Commissioners discussed the issue at length with Hidalgo County Drainage District General Manager Raul E. Sesin and the district’s financial adviser Noe Hinojosa during the commissioners meeting this week.
The discussion comes on the heels of what Sesin described as a “catastrophic event” of “hurricane proportions without the winds” in June and another round of heavy rainfall Saturday.
“We were spared because there was no wind damage that traditionally comes with a hurricane,” the district manager said of the recent June flooding that has now been declared a federal disaster.
Sesin and commissioners dispelled the notion that the drainage system had reportedly malfunctioned because of human error, saying all of the gates the county operates were opened and closed following the rules of hydraulics.
“We’re still accessing our system to provide a report as to how well it held up,” Sesin said.
The district is also assigning teams to each county precinct to evaluate issues and implement an aggressive plan to look for solutions, Sesin added.
“Obviously it takes time and money,” he said. “I know it’s easier said than done. I know a lot of people have suffered. It was a catastrophic act of God, and I think our system fared well.”
Many of the homes in the communities of Elsa and La Villa were spared because of the improvements made to the system in those areas, Sesin said.
“Traditionally we have reports that those areas get heavily inundated. It helped tremendously to have that system in place,” he told commissioners.
Still, there are homes in the Precinct 1 area that have been impacted by heavy rains time and time again, Commissioner David Fuentes said.
“It has happened before. It’s happening again. We need to continue to improve capacity because this is just not acceptable,” Fuentes told Sesin. “I task both of us and the people that we’re bringing onboard to get projects off the ground very quickly.”
Bonds, issues and deadlines
Voters approved a $184 million bond in 2012 and about $84 million were sold, the district’s financial adviser said.
“You still have about $100 million that have not been sold,” Hinojosa told commissioners. “Unfortunately… you’re in a tough spot.”
The language in the bond order has become an issue.
“Language challenges that we have in the actual order … make it cumbersome and difficult to sell,” Sesin said, suggesting the district do away with the remaining 2012 bonds and instead focus on new investments.
But if the district wants to borrow more money, it has to move quickly. By state statute, the district must ask voters for approval to go out for bonds even if it doesn’t affect the tax rate.
“In order to have a referendum for this fall, you have to do it pretty quickly,” Hinojosa said of the Aug. 14 deadline. “Today we’re July third, and it’s sort of exasperating to know that you have one project, but you also may have one or more projects.”
Hinojosa was referencing to the district’s short-term projects, or immediate needs which include a number of improvements to the current system in the eastern portion of the county, versus long-term projects, such as the $400 million Raymondville Drain, which would alleviate flooding in the western and northern parts of the county.

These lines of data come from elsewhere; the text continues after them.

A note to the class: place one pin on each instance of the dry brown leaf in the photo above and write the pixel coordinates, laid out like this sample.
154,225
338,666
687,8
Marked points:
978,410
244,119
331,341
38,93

“(The) Raymondville Drain would not have made a difference in this area,” Fuentes said about the hardest hit areas in his precinct, which lies in the eastern portion of the county. “We worked from four in the morning until midnight for two weeks straight. Unfortunately, for people that lost their homes, it doesn’t really matter.”

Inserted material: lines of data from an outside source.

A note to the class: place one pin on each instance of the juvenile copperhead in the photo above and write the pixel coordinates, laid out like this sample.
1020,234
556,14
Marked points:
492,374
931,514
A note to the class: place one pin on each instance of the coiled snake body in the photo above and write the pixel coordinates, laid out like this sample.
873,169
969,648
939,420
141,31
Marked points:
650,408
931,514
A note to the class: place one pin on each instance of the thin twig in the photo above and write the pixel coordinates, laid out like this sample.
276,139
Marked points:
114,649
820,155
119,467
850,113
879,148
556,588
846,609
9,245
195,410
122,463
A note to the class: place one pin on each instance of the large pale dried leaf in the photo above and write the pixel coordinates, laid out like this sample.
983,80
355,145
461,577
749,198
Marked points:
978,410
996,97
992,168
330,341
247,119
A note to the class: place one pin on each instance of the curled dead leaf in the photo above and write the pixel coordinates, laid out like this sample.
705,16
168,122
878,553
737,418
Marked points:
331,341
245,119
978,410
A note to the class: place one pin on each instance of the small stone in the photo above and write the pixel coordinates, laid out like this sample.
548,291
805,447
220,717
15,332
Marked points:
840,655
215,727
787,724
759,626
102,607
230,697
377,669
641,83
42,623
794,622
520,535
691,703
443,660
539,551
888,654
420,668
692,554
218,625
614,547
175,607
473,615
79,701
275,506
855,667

Investing in the Raymondville Drain, a long-term project more than 30 years in the making, has one big advantage: the federal government would return between 70 to 75 percent of the local investment.
“If you put in $100 million, you can get $70 million back and then reinvest it,” Hinojosa told commissioners. “Conceivably, you can get another 70 percent of that 70 percent. So that’s another $49 million. … You could get to the $400 million that way.”
But borrowing more than $50 million will require a tax rate increase, Hinojosa warned.
“If you go do $50 million it will not impact the tax rate,” he said. “If you raised one cent, you can do about $120 million.”
Both moves would require voter approval.
Currently, the district levies 9.5 cents per every $100 valuation. It spends five of those pennies on running operations and another 4 cents to pay its debt, Hinojosa said.
“We currently have annual (debt) payments of about $15 million,” Hinojosa said. “The issue is, how can we position this district to go out and do something (with) more of an impact to address your concerns?”
The financial adviser said he would not recommend the board issue a bond for just one project, such as the Raymondville Drain.
“We have a more immediate need in other areas,” Sesin said, adding he did want to invest some money in the long-term project. “My recommendation would be not to tie up the bond capacity on that one project.”
Either way, the district cannot move forward without the consent of the county’s residents.
“We’re just a storm away from catastrophe,” Commissioner Joseph Palacios said. “And I think the right thing to do is putting it in the voters’ hands.”